In the Data Analysis Using Regression and Multilevel/Hierarchical Models (ARM) book by Gelman & Hill, it discusses Five ways to write the same model in section 12.5.
The final example is a Large regression with correlated errors. It defines the covariance matrix as:
For any unit i: var_y+var_alpha
For any units i,k within the same group j: var_alpha
For any units i,k in different groups: cov(error_i, error_k)=0
What if instead, these are adjusted to:
For any unit i: var_y+var_alpha+var_base
For any units i,k within the same group j: var_alpha+var_base
For any units i,k in different groups: cov(error_i, error_k)=var_base
where var_base is some base level of correlation among the variables.
I would like to do this in Stan without having to write the explicit covariance matrix.
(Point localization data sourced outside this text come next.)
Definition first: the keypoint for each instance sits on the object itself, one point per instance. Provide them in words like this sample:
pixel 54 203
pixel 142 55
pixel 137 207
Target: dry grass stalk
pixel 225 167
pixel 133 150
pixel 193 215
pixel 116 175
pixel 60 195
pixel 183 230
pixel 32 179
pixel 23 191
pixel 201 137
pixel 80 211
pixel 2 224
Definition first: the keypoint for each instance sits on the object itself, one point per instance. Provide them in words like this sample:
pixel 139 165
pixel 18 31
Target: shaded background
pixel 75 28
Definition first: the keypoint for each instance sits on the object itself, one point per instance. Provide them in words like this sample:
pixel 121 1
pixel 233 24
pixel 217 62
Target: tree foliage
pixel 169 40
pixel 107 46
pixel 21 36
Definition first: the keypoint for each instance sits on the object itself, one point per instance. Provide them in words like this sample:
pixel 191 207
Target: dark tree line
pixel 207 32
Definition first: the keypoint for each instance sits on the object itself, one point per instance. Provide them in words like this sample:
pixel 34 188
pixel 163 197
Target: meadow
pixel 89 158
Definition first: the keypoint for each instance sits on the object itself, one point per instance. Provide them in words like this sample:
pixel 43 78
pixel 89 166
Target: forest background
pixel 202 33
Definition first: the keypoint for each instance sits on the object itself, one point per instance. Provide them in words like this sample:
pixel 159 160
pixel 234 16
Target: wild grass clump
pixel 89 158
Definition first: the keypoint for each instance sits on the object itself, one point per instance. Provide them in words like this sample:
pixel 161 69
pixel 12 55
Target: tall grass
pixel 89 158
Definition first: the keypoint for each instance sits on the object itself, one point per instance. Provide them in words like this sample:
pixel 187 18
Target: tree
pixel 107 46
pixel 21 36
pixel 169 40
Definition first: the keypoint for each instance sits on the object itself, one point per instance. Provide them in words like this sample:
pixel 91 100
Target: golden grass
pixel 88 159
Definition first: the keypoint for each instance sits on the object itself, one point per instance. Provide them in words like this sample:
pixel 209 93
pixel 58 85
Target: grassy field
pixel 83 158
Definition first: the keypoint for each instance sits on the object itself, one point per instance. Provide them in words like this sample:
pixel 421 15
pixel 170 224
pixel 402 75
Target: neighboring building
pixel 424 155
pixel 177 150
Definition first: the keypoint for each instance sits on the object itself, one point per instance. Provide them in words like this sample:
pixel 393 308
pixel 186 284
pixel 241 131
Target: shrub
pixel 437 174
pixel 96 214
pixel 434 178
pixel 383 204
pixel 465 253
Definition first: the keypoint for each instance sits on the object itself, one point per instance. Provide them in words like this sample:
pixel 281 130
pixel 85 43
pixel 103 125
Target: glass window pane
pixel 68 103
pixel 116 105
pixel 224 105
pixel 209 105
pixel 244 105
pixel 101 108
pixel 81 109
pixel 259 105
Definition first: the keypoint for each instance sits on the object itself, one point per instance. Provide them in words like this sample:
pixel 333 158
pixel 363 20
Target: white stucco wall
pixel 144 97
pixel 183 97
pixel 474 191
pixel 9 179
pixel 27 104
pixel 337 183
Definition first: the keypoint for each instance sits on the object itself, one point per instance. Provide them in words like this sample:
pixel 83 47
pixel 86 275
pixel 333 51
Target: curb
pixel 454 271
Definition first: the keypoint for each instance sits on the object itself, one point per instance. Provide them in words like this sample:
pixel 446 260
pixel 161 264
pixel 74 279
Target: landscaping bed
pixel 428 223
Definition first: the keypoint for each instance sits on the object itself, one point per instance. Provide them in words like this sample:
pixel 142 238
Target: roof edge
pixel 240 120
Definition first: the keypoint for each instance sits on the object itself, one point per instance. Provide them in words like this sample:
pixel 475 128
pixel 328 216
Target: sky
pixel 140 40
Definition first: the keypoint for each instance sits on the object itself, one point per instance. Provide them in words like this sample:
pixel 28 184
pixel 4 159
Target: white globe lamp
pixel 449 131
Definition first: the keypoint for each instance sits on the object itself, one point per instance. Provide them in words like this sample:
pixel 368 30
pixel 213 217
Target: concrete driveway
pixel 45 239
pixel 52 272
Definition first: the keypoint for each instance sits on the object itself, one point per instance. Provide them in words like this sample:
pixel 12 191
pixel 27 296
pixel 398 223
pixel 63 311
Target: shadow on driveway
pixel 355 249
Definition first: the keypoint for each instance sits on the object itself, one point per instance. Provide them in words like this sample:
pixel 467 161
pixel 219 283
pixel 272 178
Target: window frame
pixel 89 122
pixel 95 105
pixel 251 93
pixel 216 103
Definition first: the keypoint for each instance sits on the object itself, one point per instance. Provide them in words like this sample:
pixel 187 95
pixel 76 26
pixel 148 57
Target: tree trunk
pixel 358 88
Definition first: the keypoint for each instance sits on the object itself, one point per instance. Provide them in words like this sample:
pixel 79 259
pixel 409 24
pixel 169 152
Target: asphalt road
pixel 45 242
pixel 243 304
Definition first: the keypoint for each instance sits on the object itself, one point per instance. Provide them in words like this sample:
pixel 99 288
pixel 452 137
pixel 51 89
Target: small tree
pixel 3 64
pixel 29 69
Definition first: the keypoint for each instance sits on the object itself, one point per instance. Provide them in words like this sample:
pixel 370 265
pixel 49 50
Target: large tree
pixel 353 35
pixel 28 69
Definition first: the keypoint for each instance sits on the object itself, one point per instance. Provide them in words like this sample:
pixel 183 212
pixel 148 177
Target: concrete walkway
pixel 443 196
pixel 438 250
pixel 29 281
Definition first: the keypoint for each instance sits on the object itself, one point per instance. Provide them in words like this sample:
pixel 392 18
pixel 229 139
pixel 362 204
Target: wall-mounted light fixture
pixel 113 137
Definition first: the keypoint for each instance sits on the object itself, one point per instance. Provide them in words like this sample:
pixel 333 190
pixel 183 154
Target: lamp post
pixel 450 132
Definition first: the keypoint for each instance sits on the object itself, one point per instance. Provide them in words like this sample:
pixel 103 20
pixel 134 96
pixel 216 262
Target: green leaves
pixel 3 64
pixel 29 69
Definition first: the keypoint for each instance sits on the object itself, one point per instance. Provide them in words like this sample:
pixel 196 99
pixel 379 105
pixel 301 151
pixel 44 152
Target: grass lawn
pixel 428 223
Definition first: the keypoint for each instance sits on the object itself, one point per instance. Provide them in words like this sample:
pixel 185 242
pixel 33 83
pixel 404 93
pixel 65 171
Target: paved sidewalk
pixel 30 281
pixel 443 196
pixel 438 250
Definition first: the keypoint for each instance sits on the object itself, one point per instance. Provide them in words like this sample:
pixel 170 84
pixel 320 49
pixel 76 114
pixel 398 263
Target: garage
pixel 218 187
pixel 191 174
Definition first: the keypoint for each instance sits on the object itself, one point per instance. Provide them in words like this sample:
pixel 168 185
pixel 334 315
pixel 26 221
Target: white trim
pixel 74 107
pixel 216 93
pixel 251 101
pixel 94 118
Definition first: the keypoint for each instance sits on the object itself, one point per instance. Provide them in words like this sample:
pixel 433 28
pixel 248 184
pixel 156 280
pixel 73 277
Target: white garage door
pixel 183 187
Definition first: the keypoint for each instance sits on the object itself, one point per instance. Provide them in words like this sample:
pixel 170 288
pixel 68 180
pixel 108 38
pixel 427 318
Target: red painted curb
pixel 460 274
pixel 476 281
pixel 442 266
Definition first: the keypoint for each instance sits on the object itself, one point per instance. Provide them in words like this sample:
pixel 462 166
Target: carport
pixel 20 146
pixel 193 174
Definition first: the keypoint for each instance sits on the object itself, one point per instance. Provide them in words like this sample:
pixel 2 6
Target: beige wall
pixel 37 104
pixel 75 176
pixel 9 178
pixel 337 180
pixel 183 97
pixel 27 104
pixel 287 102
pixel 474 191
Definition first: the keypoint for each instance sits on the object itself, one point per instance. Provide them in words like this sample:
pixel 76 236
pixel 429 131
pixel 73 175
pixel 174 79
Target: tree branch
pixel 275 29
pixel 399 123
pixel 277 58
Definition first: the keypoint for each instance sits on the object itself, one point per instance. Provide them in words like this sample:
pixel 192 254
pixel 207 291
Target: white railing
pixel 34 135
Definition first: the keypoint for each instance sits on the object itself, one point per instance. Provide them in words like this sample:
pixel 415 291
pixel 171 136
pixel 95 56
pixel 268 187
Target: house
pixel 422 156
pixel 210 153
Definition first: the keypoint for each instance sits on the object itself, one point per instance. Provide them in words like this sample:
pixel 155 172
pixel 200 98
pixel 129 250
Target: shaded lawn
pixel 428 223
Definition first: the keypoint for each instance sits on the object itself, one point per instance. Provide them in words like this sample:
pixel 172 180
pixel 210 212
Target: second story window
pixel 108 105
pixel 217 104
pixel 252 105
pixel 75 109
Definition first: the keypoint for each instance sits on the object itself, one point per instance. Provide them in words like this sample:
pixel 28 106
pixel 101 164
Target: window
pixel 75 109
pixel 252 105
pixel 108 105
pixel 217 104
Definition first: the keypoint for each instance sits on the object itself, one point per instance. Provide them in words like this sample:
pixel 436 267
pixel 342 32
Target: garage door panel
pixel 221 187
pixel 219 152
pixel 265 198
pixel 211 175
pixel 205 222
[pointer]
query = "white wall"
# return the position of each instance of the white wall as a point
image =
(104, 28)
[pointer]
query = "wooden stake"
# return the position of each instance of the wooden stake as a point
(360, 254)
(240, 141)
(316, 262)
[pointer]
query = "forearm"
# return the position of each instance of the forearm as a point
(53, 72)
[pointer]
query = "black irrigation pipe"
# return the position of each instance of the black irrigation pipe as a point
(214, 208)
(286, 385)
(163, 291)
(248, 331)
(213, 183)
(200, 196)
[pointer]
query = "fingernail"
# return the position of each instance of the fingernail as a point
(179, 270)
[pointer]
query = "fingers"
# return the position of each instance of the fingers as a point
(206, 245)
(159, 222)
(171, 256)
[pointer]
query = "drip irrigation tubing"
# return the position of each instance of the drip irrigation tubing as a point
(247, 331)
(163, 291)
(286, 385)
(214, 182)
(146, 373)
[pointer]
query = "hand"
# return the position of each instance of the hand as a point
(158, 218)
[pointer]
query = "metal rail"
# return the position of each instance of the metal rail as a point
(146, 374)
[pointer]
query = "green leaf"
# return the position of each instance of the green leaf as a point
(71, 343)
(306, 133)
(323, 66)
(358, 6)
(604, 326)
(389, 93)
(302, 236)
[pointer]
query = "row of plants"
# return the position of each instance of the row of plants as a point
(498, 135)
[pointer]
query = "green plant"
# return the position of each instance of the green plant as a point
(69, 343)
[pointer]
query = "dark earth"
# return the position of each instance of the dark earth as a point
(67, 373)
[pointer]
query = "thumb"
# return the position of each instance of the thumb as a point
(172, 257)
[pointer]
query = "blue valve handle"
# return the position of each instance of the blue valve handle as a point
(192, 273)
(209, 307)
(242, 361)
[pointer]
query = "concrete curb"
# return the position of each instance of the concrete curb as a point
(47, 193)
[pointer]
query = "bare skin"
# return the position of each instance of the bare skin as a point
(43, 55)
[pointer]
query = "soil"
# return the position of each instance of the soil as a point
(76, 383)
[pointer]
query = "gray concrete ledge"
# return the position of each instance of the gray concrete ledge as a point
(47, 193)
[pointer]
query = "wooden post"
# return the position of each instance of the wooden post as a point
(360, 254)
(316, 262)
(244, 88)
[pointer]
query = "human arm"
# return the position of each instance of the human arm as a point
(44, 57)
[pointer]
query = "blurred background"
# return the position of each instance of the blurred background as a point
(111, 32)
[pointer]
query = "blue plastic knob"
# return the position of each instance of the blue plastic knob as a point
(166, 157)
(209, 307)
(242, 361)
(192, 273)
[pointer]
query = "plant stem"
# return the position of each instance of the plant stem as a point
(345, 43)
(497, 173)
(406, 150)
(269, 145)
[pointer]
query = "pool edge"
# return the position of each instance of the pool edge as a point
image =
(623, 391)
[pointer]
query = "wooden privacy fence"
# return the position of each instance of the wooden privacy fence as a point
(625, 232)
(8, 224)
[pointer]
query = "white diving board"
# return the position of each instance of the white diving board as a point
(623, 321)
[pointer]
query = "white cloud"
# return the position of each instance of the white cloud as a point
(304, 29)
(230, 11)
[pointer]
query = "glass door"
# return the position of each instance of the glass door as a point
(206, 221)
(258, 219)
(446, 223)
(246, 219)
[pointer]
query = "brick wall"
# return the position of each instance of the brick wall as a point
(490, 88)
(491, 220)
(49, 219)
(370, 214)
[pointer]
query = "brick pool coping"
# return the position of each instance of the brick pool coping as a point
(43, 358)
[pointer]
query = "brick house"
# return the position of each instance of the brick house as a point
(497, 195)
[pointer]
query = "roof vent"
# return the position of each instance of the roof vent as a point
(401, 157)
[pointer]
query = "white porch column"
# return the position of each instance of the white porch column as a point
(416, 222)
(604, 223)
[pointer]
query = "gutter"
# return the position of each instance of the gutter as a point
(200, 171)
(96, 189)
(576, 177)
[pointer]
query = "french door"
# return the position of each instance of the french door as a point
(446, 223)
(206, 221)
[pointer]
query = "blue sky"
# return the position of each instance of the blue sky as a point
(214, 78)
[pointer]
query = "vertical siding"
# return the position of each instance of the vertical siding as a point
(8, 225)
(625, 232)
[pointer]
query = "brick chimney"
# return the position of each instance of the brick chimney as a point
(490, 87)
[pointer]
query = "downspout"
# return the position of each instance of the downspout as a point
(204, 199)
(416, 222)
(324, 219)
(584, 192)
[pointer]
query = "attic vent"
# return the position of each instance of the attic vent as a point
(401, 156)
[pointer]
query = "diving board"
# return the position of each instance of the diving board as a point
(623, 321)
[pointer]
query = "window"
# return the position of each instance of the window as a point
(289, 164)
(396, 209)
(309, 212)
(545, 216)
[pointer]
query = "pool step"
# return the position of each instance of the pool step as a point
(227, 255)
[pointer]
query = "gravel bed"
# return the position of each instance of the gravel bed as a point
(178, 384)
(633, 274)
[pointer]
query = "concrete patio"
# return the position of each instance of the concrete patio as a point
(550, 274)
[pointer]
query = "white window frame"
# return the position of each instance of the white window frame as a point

I tried some naive attempts to adopt a model similar to the radon_no_pool.stan example model to account for it, but didn’t have much luck (divergences, tree depth issues, Bayesian fraction of information issues…the works). I suspect it’s because I was basically introducing a latent variable that couldn’t be identified properly.
So I suppose the big question is: am I wasting my time thinking about this?
I’m fitting a cross-sectional model for simplicity, but the full dataset is a panel. I was just curious if I can incorporate the correlation structure that is evident when looking at the full panel in the cross-section.